For the parsley cream:

  • A good handful of parsley, either flat-leaf or curly parsley, tough stalks removed, the parsley chopped quite finely
  • 4 tbsp creme fraiche, either full fat or reduced fat, whichever you prefer
  • Finely grated rind of ½ lemon
  • Salt, and black pepper to your taste, I suggest about ½ tsp salt and 12-15 grinds of black pepper


  1. Put the chopped apples, chicory and celery into a bowl.
  2. In a separate bowl combine the finely chopped parsley, creme fraiche, grated lemon rind, salt and pepper and mix well. Mix this into the contents of the salad bowl.
  3. This salad can be a very good first course, especially when served with hot herb scones or cheese scones.
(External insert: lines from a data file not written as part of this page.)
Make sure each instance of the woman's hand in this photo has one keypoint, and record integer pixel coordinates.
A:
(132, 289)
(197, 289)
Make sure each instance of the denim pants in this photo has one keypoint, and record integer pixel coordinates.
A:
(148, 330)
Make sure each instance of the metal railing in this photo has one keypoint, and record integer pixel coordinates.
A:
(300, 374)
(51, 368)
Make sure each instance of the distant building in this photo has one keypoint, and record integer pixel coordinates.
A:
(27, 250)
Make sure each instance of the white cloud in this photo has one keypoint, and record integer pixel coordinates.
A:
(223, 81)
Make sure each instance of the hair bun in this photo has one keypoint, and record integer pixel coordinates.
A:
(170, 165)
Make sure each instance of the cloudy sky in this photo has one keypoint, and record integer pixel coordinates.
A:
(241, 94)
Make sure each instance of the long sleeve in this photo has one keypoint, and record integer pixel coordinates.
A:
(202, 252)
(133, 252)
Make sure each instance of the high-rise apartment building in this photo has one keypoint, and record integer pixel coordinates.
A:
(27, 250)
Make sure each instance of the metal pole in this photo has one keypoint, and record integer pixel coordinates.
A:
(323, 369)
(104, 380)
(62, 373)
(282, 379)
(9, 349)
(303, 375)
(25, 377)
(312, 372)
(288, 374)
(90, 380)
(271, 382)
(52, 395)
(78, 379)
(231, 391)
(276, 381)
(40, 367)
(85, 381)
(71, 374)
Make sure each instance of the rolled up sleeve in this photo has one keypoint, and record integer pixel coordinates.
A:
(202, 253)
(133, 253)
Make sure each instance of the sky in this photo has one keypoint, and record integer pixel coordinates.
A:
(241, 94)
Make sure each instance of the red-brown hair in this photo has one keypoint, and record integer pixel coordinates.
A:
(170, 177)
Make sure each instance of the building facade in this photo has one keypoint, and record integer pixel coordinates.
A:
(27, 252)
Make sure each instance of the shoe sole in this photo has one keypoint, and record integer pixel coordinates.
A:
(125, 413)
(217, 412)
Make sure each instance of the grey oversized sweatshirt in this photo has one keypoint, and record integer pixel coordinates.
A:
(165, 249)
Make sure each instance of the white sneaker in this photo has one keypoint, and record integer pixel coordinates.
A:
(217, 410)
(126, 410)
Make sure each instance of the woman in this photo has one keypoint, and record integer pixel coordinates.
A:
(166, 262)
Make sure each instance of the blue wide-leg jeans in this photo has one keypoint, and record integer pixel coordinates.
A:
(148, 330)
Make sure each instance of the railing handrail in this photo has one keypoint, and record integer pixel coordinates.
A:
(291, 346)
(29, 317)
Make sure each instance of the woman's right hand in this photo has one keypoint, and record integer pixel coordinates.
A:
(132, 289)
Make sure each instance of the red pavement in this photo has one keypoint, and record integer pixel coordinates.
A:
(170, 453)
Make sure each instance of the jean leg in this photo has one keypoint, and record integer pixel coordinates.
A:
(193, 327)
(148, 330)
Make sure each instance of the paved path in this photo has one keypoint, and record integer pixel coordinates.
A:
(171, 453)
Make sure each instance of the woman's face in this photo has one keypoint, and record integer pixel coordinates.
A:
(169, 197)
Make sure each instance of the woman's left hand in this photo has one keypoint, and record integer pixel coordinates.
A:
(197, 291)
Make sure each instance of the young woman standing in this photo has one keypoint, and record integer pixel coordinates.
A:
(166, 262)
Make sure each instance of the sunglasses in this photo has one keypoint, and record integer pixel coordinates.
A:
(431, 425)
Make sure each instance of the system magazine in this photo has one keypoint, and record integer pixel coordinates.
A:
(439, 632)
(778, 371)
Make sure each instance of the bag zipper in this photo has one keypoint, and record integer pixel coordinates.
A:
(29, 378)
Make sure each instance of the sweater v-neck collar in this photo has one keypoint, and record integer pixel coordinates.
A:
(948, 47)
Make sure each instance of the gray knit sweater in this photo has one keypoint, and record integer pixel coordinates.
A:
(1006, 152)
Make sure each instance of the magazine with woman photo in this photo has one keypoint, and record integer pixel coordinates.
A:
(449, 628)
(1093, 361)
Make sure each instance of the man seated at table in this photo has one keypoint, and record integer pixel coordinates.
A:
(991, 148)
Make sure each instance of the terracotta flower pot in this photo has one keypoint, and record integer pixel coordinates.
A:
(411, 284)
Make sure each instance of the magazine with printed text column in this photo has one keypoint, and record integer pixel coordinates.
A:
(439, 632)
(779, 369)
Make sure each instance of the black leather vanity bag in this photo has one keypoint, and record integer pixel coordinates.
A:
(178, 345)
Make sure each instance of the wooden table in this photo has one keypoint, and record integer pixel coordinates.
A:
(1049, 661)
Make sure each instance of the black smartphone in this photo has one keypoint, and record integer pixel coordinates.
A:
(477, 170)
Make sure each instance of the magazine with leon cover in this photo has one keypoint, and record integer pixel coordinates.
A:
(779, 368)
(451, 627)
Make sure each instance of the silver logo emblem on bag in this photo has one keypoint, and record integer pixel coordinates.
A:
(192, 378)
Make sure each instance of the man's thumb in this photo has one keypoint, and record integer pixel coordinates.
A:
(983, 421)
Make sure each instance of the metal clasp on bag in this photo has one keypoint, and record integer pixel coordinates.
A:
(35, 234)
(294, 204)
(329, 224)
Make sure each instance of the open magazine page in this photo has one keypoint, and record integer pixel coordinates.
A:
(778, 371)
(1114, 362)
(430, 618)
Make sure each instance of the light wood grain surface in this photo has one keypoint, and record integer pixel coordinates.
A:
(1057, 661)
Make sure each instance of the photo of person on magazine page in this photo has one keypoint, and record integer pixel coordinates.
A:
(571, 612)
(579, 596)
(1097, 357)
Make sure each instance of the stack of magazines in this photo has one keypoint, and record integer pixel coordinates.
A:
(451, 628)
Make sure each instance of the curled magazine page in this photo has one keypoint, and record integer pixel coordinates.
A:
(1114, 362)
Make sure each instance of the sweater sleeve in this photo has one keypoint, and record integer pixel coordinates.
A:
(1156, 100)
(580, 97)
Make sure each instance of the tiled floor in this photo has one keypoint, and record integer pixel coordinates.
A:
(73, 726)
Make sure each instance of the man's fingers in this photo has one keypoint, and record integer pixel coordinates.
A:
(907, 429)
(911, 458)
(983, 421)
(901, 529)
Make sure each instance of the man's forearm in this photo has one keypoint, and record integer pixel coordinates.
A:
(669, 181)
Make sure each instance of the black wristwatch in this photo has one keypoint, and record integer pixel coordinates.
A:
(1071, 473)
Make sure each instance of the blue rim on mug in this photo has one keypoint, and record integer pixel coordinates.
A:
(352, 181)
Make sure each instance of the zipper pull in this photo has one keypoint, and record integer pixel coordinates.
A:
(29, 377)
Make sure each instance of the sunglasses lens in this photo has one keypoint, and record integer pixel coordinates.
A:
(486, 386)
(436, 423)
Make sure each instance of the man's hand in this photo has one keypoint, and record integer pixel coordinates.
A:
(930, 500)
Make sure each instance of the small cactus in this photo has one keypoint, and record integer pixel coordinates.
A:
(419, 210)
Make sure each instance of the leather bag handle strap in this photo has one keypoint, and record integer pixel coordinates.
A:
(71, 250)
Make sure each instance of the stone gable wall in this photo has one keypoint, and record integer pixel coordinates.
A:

Claire says: “This very simple salad is packed with nutrition and at the same time is so very good to eat. I make it to accompany any cold meat, or game, throughout the winter months. Use any chicory you like, the most usually found is Belgian chicory, the white/pale green variety.”

Pork fillet with cream, brandy and apples

(Serves 4)


For the fillets:

  • 3 pork fillets, each trimmed of fat or membrane, each rubbed with salt and black pepper just before frying in a large pan to brown all over

For the sauce:

  • 3 eating apples, washed, quartered, cored and sliced, each quarter into 3 slices
  • Drizzle of lemon juice
  • 1 tbsp olive or rapeseed oil
  • 50g butter
  • 1 level tsp medium strength curry powder
  • 150ml brandy
  • 300ml double cream
  • 1 level tsp salt
  • 15 grinds of black pepper
  • Handful of finely chopped parsley to sprinkle over just before serving


To make the fillets:

  1. Put the browned fillets into a roasting tin, loosely covered with kitchen paper.
    Roast, covered, in a moderate heat, 160C Fan/180C/350F/ Gas Mark 4, for 25-30 minutes.
  2. Take the fillets from the oven, and leave them to rest for 15-20 minutes before cutting each into thick slices. Put the slices into a warmed bowl, loosely covered, in a warm place while you make the sauce:

To make the sauce:

  1. Sprinkle lemon juice over the apple slices, do this in advance by more than half an hour.
  2. In a wide frying or saute pan heat the oil and melt the butter together.
  3. Fry the sliced apples for several minutes, until they are just soft.
  4. Add the curry powder and cook for a few seconds. Add the brandy and let it boil.
  5. Then add the double cream, salt and black pepper, and let the cream bubble – as it is double cream, as it bubbles it thickens the sauce.
  6. Pour the contents of this pan over the sliced cooked pork fillets. Scatter the finely chopped parsley over, just before serving.

Claire says: “This is rich and delicious, simple to make, and can be the main course for any special occasion.”